Monthly Notices of the Royal Astronomical Society | 2009
Peter E. Freeman; Jeffrey A. Newman; Ann B. Lee; Joseph W. Richards; Chad M. Schafer
The development of fast and accurate methods of photometric redshift estimation is a vital step towards being able to fully utilize the data of next-generation surveys within precision cosmology. In this paper we apply a specific approach to spectral connectivity analysis (SCA; Lee & Wasserman 2009) called diffusion map. SCA is a class of non-linear techniques for transforming observed data (e.g., photometric colours for each galaxy, where the data lie on a complex subset of p-dimensional space) to a simpler, more natural coordinate system wherein we apply regression to make redshift predictions. As SCA relies upon eigen-decomposition, our training set size is limited to ~ 10,000 galaxies; we use the Nystrom extension to quickly estimate diffusion coordinates for objects not in the training set. We apply our method to 350,738 SDSS main sample galaxies, 29,816 SDSS luminous red galaxies, and 5,223 galaxies from DEEP2 with CFHTLS ugriz photometry.

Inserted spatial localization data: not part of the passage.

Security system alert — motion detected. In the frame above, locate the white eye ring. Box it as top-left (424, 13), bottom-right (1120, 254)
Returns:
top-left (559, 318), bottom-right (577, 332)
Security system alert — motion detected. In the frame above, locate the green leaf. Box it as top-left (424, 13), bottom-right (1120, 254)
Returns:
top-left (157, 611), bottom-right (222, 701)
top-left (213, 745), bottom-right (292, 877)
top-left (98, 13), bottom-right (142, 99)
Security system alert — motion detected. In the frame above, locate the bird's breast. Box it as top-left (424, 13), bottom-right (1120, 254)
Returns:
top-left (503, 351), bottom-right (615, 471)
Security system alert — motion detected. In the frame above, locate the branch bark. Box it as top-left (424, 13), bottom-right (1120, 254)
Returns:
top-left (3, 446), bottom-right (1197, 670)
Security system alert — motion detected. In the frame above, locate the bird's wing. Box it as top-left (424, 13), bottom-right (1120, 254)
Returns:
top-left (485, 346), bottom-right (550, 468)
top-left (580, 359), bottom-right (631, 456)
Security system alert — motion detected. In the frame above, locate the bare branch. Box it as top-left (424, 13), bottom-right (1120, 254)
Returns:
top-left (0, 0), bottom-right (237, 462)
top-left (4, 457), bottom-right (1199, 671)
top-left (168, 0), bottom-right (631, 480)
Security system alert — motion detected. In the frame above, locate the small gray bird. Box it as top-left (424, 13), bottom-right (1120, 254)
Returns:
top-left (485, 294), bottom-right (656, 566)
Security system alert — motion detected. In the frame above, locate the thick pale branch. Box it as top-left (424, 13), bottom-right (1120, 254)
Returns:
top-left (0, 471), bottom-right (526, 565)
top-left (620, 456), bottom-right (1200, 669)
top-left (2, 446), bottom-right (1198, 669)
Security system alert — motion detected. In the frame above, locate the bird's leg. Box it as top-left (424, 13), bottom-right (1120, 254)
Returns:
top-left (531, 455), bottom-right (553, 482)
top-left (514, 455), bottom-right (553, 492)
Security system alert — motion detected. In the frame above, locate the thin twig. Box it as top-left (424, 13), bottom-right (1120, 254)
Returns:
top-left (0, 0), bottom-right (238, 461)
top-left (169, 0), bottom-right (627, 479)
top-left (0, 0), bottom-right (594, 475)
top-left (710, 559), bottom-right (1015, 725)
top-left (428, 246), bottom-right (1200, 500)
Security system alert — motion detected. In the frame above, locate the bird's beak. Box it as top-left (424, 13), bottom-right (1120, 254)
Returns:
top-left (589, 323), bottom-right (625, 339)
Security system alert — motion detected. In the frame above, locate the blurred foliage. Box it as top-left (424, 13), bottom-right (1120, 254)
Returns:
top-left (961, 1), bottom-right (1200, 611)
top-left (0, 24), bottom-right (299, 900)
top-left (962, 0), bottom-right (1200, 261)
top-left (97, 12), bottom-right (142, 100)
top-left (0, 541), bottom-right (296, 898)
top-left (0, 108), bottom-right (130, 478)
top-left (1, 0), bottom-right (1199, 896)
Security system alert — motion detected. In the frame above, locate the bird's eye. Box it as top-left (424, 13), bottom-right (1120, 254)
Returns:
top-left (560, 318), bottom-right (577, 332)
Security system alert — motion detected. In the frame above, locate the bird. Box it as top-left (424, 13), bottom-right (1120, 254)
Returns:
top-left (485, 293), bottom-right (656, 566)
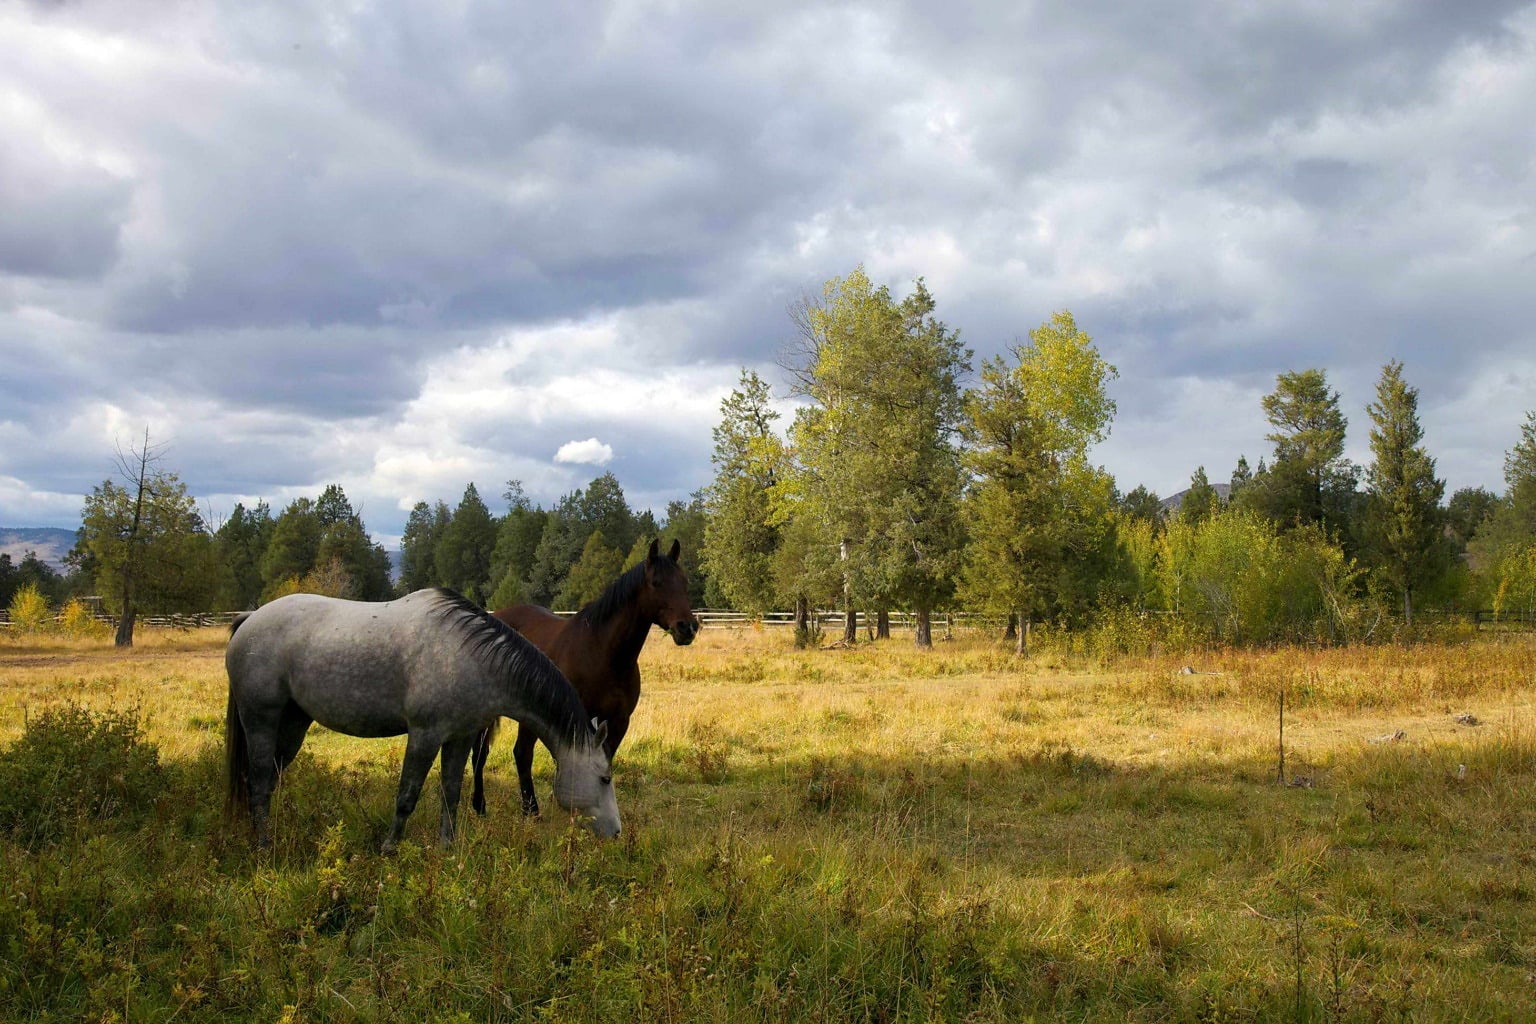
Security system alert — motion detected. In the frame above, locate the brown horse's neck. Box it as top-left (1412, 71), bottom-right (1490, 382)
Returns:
top-left (590, 596), bottom-right (657, 664)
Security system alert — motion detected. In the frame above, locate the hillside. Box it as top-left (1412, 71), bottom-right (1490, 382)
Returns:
top-left (0, 527), bottom-right (76, 571)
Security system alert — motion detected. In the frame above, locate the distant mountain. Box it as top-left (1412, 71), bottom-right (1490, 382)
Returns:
top-left (0, 527), bottom-right (77, 572)
top-left (1160, 483), bottom-right (1232, 514)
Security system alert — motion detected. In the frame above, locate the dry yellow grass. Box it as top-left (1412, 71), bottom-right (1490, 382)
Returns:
top-left (5, 623), bottom-right (1536, 1020)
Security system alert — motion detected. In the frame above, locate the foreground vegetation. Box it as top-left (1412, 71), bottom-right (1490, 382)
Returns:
top-left (3, 626), bottom-right (1536, 1022)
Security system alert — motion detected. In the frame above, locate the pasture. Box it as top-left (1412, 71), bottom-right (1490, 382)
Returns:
top-left (2, 626), bottom-right (1536, 1022)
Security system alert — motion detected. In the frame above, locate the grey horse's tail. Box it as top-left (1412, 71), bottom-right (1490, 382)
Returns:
top-left (225, 691), bottom-right (249, 819)
top-left (225, 611), bottom-right (252, 817)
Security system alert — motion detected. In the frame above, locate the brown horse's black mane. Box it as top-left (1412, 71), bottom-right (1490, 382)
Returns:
top-left (575, 560), bottom-right (651, 629)
top-left (431, 588), bottom-right (590, 747)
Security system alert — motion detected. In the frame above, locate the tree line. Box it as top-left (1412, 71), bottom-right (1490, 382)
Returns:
top-left (698, 266), bottom-right (1536, 649)
top-left (25, 264), bottom-right (1536, 650)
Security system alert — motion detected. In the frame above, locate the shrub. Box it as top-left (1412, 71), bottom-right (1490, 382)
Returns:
top-left (6, 582), bottom-right (52, 633)
top-left (58, 598), bottom-right (109, 639)
top-left (0, 703), bottom-right (162, 844)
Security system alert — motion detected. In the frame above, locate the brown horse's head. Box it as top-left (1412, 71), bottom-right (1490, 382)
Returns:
top-left (645, 538), bottom-right (700, 645)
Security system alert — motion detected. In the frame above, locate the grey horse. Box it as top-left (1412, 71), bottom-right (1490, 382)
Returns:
top-left (225, 588), bottom-right (620, 851)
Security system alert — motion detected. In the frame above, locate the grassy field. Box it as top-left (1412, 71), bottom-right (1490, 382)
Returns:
top-left (2, 625), bottom-right (1536, 1022)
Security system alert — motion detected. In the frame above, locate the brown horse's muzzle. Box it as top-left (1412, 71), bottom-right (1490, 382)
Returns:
top-left (669, 617), bottom-right (701, 646)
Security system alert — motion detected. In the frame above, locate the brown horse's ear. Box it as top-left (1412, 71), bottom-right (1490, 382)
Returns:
top-left (668, 539), bottom-right (681, 562)
top-left (647, 538), bottom-right (660, 562)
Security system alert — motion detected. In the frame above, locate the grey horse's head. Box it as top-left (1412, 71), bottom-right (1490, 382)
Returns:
top-left (552, 719), bottom-right (621, 838)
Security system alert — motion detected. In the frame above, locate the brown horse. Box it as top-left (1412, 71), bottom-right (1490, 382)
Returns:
top-left (470, 538), bottom-right (700, 816)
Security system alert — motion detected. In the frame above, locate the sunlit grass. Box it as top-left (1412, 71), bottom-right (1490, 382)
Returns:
top-left (3, 624), bottom-right (1536, 1020)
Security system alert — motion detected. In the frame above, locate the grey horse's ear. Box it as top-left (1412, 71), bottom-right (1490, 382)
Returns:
top-left (668, 538), bottom-right (681, 561)
top-left (647, 538), bottom-right (660, 562)
top-left (592, 718), bottom-right (608, 745)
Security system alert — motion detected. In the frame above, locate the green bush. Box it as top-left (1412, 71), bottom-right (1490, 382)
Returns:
top-left (6, 582), bottom-right (52, 632)
top-left (0, 703), bottom-right (162, 845)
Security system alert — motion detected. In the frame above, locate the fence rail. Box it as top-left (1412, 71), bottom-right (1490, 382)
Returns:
top-left (3, 606), bottom-right (1534, 632)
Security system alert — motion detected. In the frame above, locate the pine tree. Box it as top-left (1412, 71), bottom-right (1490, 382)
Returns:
top-left (703, 370), bottom-right (785, 615)
top-left (1179, 467), bottom-right (1220, 524)
top-left (1364, 361), bottom-right (1447, 622)
top-left (435, 483), bottom-right (497, 604)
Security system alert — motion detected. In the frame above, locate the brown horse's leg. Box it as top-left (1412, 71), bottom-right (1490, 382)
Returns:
top-left (470, 727), bottom-right (491, 816)
top-left (513, 724), bottom-right (540, 816)
top-left (604, 713), bottom-right (630, 762)
top-left (437, 736), bottom-right (474, 847)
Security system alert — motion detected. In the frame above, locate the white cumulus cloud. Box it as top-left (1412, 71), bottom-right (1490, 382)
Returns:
top-left (554, 438), bottom-right (614, 466)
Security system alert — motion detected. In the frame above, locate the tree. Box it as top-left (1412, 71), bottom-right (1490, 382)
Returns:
top-left (260, 498), bottom-right (323, 600)
top-left (1119, 485), bottom-right (1164, 528)
top-left (1248, 369), bottom-right (1358, 539)
top-left (958, 310), bottom-right (1118, 651)
top-left (785, 269), bottom-right (971, 646)
top-left (1446, 487), bottom-right (1499, 551)
top-left (703, 370), bottom-right (785, 615)
top-left (434, 483), bottom-right (498, 604)
top-left (661, 492), bottom-right (710, 608)
top-left (213, 501), bottom-right (273, 610)
top-left (1469, 410), bottom-right (1536, 572)
top-left (399, 501), bottom-right (450, 593)
top-left (1363, 361), bottom-right (1448, 622)
top-left (487, 481), bottom-right (549, 609)
top-left (558, 530), bottom-right (624, 609)
top-left (1229, 456), bottom-right (1253, 502)
top-left (1178, 467), bottom-right (1221, 525)
top-left (74, 433), bottom-right (216, 645)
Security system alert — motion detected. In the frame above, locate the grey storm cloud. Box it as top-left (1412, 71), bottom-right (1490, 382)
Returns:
top-left (1, 0), bottom-right (1533, 537)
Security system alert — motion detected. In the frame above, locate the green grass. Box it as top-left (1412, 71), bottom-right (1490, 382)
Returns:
top-left (2, 628), bottom-right (1536, 1021)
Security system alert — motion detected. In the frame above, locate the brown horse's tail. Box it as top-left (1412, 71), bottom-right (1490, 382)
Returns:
top-left (225, 690), bottom-right (249, 819)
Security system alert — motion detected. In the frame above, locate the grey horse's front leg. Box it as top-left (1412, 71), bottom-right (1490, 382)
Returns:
top-left (383, 731), bottom-right (443, 855)
top-left (437, 736), bottom-right (474, 847)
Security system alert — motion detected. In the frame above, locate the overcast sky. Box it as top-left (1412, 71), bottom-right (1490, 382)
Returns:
top-left (2, 0), bottom-right (1533, 545)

For all three datasets, we achieve prediction accuracies on par with previous analyses, and find that use of the Nystrom extension leads to a negligible loss of prediction accuracy relative to that achieved with the training sets. As in some previous analyses (e.g., Collister & Lahav 2004, Ball et al. 2008), we observe that our predictions are generally too high (low) in the low (high) redshift regimes. We demonstrate that this is a manifestation of attenuation bias, wherein measurement error (i.e., uncertainty in diffusion coordinates due to uncertainty in the measured fluxes/magnitudes) reduces the slope of the best-fit regression line. Mitigation of this bias is necessary if we are to use photometric redshift estimates produced by computationally efficient empirical methods in precision cosmology.